Upon patenting this machine vision guided fabric feeding technology, a start-up in Georgia of the USA has developed a highly calibrated machine vision innovations to watch and analyse fabric-succeeding in detecting distortions and robotically adjusting the fabric, while feeding to sewing head. In the demonstration plant, working across a 70-foot long T-shirt production line, the robot performs each task, including cutting, sewing a seam, adding a sleeve, and quality inspection. And at each step of the way, the computer vision guides the fabric. It's being reported that "using this high caliber machine vision and real-time analysis, the robotics then continually manipulate and adjust the fabric to be properly arranged."
By leveraging this automated sewing technology, a Chinese clothing manufacturer, who produces clothing for Adidas and Armani, has opened its newest factory in Arkansas, not China. In this new factory, three to five people, as opposed to 10, will work each of the 21 robotic production lines, resulting in 50-70 per cent less labour requirement. Moreover, the robots will also increase production.
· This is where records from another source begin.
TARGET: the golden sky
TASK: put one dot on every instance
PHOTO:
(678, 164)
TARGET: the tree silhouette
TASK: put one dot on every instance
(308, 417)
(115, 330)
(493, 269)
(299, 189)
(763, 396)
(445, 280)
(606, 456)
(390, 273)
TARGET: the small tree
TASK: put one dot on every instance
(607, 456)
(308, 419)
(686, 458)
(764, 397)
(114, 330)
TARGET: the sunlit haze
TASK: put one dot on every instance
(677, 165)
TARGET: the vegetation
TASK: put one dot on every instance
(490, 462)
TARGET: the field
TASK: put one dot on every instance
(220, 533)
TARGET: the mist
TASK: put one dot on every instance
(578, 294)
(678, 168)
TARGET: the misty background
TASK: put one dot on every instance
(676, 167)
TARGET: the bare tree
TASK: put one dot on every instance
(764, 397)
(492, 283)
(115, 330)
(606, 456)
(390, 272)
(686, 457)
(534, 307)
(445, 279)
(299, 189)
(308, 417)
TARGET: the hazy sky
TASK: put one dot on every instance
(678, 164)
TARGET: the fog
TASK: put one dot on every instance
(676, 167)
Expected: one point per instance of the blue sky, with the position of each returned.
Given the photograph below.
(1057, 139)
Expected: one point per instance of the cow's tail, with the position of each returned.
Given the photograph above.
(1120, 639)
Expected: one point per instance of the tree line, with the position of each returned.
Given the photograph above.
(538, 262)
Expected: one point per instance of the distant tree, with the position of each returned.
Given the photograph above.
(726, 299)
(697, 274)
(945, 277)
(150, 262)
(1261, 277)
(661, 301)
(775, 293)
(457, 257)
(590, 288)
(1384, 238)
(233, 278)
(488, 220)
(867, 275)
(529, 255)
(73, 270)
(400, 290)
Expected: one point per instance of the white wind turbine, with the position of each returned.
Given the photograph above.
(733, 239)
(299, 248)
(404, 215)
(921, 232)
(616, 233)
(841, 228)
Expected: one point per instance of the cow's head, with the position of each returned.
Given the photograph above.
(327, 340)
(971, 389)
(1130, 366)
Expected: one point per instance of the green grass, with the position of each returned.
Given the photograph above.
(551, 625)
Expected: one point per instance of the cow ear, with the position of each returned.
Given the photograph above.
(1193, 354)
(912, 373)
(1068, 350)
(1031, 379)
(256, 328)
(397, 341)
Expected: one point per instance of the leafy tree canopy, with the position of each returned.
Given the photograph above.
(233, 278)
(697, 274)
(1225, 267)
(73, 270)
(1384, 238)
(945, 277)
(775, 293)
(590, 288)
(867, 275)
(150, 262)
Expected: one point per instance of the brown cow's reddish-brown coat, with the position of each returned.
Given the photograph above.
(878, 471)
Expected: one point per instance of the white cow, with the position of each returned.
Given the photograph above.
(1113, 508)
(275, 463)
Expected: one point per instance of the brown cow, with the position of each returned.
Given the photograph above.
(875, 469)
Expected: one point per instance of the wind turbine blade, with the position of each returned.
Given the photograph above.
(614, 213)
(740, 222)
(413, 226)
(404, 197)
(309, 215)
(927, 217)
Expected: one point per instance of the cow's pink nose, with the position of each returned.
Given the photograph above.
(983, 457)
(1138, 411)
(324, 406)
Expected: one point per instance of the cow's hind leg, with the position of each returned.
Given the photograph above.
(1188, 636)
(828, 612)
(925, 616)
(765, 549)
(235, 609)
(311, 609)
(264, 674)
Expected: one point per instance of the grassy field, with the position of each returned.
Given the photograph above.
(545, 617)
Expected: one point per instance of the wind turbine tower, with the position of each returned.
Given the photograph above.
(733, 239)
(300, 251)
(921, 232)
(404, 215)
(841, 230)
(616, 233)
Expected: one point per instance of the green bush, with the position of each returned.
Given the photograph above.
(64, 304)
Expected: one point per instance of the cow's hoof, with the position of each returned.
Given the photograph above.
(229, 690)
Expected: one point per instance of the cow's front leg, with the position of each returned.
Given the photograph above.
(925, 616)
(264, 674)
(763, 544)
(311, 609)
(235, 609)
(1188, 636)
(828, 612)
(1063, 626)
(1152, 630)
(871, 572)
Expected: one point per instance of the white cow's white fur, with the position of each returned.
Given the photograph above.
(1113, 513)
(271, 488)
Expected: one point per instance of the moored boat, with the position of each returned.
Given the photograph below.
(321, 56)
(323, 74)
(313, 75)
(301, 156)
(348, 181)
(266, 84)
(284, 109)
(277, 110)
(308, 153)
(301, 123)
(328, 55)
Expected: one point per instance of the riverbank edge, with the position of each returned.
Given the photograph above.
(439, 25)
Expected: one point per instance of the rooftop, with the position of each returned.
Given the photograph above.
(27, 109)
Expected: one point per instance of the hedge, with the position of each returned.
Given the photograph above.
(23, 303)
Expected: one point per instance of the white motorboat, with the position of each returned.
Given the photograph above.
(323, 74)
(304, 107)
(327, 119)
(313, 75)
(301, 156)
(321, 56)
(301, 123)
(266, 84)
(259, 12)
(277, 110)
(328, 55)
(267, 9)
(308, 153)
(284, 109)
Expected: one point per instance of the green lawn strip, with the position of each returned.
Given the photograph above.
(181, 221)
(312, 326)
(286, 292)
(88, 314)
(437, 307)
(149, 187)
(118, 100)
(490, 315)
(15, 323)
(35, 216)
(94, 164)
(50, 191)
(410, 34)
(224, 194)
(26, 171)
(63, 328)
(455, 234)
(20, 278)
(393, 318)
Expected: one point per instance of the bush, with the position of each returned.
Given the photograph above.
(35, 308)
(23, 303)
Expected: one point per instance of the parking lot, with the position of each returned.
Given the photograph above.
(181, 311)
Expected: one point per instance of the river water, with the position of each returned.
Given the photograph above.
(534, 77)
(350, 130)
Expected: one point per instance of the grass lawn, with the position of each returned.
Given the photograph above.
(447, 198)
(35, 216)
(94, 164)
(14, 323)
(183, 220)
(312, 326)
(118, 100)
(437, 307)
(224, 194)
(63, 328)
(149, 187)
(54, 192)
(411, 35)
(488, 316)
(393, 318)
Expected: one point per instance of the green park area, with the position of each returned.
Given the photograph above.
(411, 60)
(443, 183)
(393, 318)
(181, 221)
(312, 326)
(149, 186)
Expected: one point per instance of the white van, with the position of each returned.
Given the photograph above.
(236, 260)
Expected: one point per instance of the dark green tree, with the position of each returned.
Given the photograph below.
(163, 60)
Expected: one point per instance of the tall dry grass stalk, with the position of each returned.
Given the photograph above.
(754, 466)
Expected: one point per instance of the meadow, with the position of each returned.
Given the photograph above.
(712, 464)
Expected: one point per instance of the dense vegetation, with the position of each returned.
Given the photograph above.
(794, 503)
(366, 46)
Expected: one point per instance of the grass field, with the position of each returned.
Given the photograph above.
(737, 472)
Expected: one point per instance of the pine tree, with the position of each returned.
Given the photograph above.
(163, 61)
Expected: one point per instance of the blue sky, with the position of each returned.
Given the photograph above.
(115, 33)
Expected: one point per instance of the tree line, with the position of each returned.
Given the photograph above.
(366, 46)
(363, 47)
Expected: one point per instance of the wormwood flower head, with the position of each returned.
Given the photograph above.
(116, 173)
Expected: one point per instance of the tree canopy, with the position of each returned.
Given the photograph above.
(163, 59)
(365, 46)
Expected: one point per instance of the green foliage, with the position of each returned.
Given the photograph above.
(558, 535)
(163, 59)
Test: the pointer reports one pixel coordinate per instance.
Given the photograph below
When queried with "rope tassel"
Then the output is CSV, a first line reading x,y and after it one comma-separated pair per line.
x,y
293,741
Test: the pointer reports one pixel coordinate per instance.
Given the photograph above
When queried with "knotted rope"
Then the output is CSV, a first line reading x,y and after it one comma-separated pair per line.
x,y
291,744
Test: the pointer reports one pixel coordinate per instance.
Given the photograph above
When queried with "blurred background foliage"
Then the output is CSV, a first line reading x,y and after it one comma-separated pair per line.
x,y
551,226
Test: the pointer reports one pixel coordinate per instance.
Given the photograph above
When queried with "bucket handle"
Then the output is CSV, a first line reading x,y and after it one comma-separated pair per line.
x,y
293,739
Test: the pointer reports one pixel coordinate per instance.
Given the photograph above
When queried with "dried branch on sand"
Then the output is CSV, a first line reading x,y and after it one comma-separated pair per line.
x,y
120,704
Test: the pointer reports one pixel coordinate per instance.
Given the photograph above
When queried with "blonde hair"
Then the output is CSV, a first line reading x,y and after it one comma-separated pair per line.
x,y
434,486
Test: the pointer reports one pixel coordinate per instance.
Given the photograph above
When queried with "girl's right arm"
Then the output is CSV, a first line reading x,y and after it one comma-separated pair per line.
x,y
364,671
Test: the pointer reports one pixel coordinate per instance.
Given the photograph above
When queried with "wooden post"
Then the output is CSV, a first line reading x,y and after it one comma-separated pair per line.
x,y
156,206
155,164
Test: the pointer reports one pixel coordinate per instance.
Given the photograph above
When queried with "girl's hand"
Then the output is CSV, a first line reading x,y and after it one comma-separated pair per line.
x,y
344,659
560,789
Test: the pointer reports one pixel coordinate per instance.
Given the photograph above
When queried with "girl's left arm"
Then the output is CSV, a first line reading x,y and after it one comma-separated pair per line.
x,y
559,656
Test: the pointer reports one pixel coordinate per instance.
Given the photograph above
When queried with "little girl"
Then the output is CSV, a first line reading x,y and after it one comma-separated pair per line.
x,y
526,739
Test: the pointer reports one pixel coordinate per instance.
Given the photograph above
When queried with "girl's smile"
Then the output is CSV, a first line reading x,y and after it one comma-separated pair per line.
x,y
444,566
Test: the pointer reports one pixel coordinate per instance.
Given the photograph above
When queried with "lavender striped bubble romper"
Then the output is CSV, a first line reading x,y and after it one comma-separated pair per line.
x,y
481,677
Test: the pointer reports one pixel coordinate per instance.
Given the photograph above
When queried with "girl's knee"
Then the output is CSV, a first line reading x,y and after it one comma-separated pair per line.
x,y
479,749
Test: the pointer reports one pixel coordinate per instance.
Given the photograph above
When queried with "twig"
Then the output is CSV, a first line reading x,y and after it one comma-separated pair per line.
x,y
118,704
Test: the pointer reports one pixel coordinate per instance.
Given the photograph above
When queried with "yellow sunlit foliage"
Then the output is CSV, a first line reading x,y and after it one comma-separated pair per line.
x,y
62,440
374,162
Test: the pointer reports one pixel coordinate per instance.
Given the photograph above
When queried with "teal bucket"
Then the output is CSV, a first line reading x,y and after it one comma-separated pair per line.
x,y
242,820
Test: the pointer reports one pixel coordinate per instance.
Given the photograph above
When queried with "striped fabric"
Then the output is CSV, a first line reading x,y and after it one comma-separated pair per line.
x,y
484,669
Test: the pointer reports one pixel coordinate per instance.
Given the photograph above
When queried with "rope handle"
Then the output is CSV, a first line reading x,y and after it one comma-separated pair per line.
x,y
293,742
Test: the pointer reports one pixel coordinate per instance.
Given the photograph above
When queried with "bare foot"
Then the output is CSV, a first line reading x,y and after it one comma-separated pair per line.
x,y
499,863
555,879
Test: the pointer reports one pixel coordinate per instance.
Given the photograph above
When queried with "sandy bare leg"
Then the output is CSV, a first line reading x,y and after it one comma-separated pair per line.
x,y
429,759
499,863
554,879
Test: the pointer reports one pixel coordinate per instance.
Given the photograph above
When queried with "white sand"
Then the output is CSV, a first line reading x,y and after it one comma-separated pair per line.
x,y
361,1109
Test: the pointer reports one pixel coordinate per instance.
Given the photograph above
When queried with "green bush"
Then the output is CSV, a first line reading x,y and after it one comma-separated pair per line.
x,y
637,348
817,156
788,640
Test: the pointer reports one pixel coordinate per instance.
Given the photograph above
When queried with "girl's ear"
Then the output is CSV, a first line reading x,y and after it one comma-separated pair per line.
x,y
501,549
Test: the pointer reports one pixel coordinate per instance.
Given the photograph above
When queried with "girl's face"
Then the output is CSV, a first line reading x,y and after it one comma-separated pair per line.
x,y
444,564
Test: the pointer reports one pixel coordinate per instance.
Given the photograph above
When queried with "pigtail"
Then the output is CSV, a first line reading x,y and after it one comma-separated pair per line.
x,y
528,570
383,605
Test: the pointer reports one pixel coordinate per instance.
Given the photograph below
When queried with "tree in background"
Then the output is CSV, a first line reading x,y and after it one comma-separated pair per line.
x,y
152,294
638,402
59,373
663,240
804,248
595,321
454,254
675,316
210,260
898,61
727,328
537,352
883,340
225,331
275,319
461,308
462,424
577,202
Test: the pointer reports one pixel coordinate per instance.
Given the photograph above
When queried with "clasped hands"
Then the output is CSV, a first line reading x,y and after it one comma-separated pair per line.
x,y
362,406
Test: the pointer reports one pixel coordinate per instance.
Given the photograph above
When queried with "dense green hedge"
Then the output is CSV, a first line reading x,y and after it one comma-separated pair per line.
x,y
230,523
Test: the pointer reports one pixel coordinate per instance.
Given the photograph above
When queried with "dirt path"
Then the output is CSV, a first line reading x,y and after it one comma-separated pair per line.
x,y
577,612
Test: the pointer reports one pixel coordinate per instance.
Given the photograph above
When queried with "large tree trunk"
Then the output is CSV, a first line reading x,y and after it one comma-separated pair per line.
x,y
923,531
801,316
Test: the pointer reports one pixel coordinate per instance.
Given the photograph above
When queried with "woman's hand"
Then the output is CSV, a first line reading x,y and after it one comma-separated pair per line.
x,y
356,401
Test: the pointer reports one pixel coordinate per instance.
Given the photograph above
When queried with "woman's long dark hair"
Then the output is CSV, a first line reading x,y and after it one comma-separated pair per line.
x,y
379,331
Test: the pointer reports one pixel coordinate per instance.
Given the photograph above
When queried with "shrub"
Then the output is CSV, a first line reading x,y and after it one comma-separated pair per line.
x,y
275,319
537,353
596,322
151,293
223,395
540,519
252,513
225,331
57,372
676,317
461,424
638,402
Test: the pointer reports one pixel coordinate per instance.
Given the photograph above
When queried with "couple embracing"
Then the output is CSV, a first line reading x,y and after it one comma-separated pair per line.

A human sewing line produces 669 T-shirts in eight hours, compared to the robots at 1,142 t-shirts-- a 71 per cent increase in production. As a result, the labour cost of production of apparel in US plants will rapidly fall. As reported, in Bangladesh the labour cost to produce a denim shirt is about $0.22. If made by U.S. workers, that cost jumps to $7.47, but with a robotic production line, it's just $0.33 per T-shirt." It's claimed that this robotic technology working under the guidance of a single human handler will be producing as many shirts per hour as about 17 humans-making machine cheaper than the least costly apparel making labour of Bangladesh or Cambodia.
This type of technological advancement would have a major impact on the Asian countries that employ low wage workers for meeting the demand of western apparel and footwear buyers. The estimate made by the International Labour Organisation that robots will replace 64 per cent of textile, clothing, and footwear workers in Indonesia, 86 per cent in Vietnam, and 88 per cent in Cambodia is worth taking into consideration in guiding our decision. It's highly important for these countries to keep monitoring and predicting such technological advancements and assessing likely implications on their major industrial jobs as well as exports.